I hope this rambling brain ejaculation has been at least halfway useful. :)

whpalmer4 2011-02-02 12:56 PM

[QUOTE=Boneman;92638]
I worked with a guy who'd have a context for every single person he was likely to be in touch with on a > semi regular basis. That's pretty tough to manage. Having 50+ contexts for people, plus situational contexts, seemed to add a lot of overhead to his workflow.
[/quote]
What about it seemed to add a lot of overhead? I use a similar structure, about half as many people contexts, and it seems pretty straightforward to assign tasks into the people contexts. I could imagine it getting messy if you have trouble settling on one person as the context for a lot of your actions, I suppose. But I don't think I would notice much difference if I took 25 names at random out of the phone book and added them to my Agenda context tree. I set contexts by typing with the smart match feature, not dragging and dropping where the length of the list might be a factor. "ag <first initial> <second initial>" is usually sufficient for a unique match.

whpalmer4 2011-02-02 03:08 PM

[QUOTE=jochen;92529]
What should be the priority of context. I will not use all at the same time. I will use only one per task.
[/QUOTE]
I think what you are asking here is: "if a task can be assigned to more than one context, which one do I choose?" For example, say you had a context for Internet (tasks that can be done on any computer connected to the Internet, such as viewing a web page), and a context for a specific computer, which happens to be connected to the Internet. A task like "Post to Omni forum asking about philosophy of contexts in OmniFocus" could probably be done from any computer. It wouldn't make sense to put it in the context for a specific computer. A task like "Post response to XYZ's post on Omni forum" might merit being placed in a context for a specific computer if that computer is the only place where OmniFocus is installed and giving a good answer requires posting a screenshot.

A trickier case is where multiple conditions need to be met. I think Ken covered it better in a post long ago than I've seen anyone else do, so I'll just give you a link to [URL="http://forums.omnigroup.com/showpost.php?p=36042&postcount=128"]his post[/URL] (the whole thread may be helpful, too).

Brian 2011-02-04 01:56 PM

That reminds me - I need to put together a post for the "What do I do when A, B, or C could work, and I don't care which" situation. (My take: that's a situation when there's going to be a parent context in play.)

Boneman 2011-02-06 05:56 AM

[QUOTE=whpalmer4;92641]What about it seemed to add a lot of overhead?

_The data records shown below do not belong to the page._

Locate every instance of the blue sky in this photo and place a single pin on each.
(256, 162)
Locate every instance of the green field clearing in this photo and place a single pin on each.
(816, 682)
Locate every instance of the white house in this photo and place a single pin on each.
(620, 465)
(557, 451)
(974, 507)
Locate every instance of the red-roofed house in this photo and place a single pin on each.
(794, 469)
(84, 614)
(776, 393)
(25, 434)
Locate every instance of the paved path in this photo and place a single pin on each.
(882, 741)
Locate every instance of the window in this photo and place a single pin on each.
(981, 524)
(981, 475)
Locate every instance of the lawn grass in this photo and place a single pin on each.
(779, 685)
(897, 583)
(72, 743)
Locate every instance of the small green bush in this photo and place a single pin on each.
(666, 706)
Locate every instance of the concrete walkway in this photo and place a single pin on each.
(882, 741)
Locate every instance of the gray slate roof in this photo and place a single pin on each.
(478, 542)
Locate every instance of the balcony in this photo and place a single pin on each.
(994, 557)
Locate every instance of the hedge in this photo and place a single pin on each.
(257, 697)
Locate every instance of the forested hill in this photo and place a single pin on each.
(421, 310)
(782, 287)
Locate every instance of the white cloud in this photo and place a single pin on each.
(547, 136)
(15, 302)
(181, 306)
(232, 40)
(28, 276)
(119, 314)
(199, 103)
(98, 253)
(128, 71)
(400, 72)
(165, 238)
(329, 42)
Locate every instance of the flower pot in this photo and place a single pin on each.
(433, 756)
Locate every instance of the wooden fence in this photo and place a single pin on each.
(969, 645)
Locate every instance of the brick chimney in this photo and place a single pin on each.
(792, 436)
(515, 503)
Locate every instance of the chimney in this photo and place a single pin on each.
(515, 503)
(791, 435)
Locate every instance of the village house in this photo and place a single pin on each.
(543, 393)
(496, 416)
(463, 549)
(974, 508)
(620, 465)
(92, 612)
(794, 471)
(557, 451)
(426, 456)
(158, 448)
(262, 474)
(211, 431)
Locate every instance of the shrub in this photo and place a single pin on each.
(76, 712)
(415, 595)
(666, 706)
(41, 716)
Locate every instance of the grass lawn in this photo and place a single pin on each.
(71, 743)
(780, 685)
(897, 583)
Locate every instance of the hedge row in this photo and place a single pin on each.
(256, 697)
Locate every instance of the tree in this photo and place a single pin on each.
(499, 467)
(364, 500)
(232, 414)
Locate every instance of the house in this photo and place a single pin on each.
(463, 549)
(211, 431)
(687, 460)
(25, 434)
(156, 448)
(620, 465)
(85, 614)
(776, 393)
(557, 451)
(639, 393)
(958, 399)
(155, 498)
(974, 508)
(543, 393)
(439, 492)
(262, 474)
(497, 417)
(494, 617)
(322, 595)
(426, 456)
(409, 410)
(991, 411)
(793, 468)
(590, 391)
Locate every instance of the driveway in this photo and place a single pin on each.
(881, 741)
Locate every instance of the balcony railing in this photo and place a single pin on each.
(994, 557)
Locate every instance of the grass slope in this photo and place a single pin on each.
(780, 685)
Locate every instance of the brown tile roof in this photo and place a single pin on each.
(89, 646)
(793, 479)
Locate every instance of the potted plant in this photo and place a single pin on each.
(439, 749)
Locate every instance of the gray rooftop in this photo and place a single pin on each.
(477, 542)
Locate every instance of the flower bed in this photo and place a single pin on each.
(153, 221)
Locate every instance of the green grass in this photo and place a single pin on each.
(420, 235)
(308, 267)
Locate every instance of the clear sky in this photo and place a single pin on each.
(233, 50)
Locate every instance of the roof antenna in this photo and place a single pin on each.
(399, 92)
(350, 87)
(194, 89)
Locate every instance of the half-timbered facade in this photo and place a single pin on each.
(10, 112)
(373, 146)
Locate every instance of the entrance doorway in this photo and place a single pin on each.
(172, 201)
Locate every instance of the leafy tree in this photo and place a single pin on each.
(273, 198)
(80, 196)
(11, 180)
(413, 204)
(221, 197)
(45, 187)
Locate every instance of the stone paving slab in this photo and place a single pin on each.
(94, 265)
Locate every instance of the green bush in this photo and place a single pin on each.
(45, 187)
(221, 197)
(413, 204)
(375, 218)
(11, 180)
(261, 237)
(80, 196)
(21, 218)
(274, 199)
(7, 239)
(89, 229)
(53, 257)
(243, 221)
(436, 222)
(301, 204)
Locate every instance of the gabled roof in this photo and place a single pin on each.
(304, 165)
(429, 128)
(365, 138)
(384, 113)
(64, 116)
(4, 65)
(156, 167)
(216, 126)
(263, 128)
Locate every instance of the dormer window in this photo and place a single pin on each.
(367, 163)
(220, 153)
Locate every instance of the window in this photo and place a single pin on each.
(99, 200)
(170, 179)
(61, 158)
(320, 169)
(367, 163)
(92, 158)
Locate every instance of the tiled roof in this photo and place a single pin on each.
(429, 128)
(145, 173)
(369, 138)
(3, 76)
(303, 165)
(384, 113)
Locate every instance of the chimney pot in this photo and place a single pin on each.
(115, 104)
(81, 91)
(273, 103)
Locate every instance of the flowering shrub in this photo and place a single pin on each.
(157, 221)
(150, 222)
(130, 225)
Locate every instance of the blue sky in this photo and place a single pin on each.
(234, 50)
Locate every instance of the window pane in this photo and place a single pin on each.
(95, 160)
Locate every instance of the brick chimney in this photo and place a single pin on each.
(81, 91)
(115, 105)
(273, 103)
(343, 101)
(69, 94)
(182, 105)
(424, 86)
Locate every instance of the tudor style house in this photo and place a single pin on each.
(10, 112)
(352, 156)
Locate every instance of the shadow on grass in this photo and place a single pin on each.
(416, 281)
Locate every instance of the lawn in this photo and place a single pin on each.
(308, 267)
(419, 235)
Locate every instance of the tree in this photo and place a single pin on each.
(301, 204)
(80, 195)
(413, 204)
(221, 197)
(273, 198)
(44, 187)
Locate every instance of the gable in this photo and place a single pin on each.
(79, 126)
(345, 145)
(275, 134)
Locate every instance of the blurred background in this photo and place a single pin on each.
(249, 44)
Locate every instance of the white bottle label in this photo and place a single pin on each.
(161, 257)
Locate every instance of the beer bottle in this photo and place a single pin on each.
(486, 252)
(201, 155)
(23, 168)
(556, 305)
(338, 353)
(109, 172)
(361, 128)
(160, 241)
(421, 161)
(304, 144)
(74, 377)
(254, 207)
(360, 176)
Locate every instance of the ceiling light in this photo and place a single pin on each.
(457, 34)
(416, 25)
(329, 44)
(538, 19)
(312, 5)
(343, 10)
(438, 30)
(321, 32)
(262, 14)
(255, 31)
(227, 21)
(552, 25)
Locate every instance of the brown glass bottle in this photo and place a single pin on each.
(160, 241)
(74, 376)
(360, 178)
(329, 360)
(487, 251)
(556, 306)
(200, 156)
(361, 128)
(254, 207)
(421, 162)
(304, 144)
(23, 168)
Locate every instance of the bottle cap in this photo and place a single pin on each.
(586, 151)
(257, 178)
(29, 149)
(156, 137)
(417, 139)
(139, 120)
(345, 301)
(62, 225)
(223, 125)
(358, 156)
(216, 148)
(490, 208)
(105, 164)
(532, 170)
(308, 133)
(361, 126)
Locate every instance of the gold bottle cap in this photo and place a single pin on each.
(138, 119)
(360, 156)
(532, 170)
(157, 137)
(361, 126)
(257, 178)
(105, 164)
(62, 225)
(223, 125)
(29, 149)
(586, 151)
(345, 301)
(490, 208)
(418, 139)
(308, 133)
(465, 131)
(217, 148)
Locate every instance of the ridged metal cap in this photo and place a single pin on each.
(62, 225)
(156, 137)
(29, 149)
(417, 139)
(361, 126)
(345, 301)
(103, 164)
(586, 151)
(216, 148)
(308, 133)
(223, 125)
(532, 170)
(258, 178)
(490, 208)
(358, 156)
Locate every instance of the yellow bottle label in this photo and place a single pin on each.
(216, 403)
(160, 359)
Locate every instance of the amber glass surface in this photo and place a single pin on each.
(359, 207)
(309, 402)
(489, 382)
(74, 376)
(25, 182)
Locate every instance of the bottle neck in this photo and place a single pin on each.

I use a similar structure, about half as many people contexts, and it seems pretty straightforward to assign tasks into the people contexts. I could imagine it getting messy if you have trouble settling on one person as the context for a lot of your actions, I suppose. But I don't think I would notice much difference if I took 25 names at random out of the phone book and added them to my Agenda context tree. I set contexts by typing with the smart match feature, not dragging and dropping where the length of the list might be a factor. "ag <first initial> <second initial>" is usually sufficient for a unique match.[/QUOTE]

It's a fair point, particularly given that you use the keyboard to set contexts. I'd imagine that if you're a consultant, for example, the person context becomes a de facto list of agenda items. My main point is that for me as a writer, where person isn't mutually exclusive (i.e., I'm not spending much time in meetings with one person only) the person context will either be self evident or contained within the task itself.

As for the overhead, I think in his case it became a case of categorisation for the sake of it and less about actually doing. Is it fair of me to think that's the danger of any context system. If you're a filer by nature it'll only exacerbate that tendency.